U.S. Rep. Sheila Jackson Lee, D-Houston, is among the members of Congress fighting to extend CHIP. Jackson Lee, who chairs the Congressio­nal Children’s Caucus, has been outspoken on Republican attempts to cut health care and insurance coverage, saying GOP health policy is “a prescripti­on for misery and spells disaster for hardworkin­g families struggling to make ends meet in the face of spiraling health care costs.”

If the state doesn’t get additional funding soon, it will have to begin shutting down the program, officials said. State law requires terminatio­n notices go out to parents a month before they lose coverage; those letters would likely go out days before Christmas.

Catherine Troisi, an infectious disease epidemiolo­gist at the University of Texas School of Public Health in Houston, said many children on CHIP have chronic diseases and rely on regular, monthly appointmen­ts.

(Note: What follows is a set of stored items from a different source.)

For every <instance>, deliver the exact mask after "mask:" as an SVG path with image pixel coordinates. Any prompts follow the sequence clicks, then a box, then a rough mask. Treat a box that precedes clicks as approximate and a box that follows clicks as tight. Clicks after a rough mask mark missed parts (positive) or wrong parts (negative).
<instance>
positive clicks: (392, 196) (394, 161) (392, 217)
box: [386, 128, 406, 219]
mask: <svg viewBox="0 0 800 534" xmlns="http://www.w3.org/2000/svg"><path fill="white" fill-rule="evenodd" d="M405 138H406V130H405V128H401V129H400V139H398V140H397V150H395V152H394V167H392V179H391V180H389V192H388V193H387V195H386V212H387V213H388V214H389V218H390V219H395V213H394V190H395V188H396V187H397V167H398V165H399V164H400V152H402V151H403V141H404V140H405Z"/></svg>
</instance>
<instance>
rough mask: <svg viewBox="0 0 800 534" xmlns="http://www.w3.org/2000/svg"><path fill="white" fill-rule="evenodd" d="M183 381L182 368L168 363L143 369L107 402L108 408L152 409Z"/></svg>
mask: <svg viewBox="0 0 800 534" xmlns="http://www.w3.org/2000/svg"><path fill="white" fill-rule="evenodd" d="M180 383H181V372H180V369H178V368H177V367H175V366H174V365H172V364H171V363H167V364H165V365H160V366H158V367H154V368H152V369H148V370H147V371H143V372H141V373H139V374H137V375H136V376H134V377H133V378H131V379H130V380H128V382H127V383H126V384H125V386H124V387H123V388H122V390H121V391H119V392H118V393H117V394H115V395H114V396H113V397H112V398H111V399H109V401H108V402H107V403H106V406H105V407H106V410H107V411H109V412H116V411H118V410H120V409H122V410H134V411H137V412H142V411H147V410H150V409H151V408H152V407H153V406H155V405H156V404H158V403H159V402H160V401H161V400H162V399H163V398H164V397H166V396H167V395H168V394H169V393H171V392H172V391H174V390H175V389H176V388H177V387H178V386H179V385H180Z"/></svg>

“That’ll put a lot of stress on families who don’t know if they are going to be able to continue to get that kind of care,” she said.

Unlike other states, Texas doesn’t currently have any plans to fund the program. If the state runs out of money, it will send all CHIP recipients to the federal government’s health care marketplac­e. ‘Children are pawns’

In early November, the U.S. House passed a bill to fund CHIP, but it would have required cuts to other programs, such as Medicaid. It passed without any Democratic support.

“The notion that we have to cut important programs and take insurance away from one group to give to another is a false choice,” said Rep. Gene Green, DHouston, in a statement earlier this month.

Adriana Kohler, the senior health policy associate at Texans Care for Children, said it’s important for states to stress the importance of renewing CHIP funding. She and others fear that there will be a lapse in health care coverage and increased costs if families are moved to the health care marketplac­e to buy insurance.

“We would like to see state leaders communicat­e more clearly to Congress that they need to act quickly,” she said.

Troisi also wants to see CHIP renewed quickly, and hopes funding is provided for at least five years so that families don’t have to constantly worry about their coverage.

“Unfortunat­ely, children are pawns in this political game,” she said. Kaiser Health News contribute­d to this report.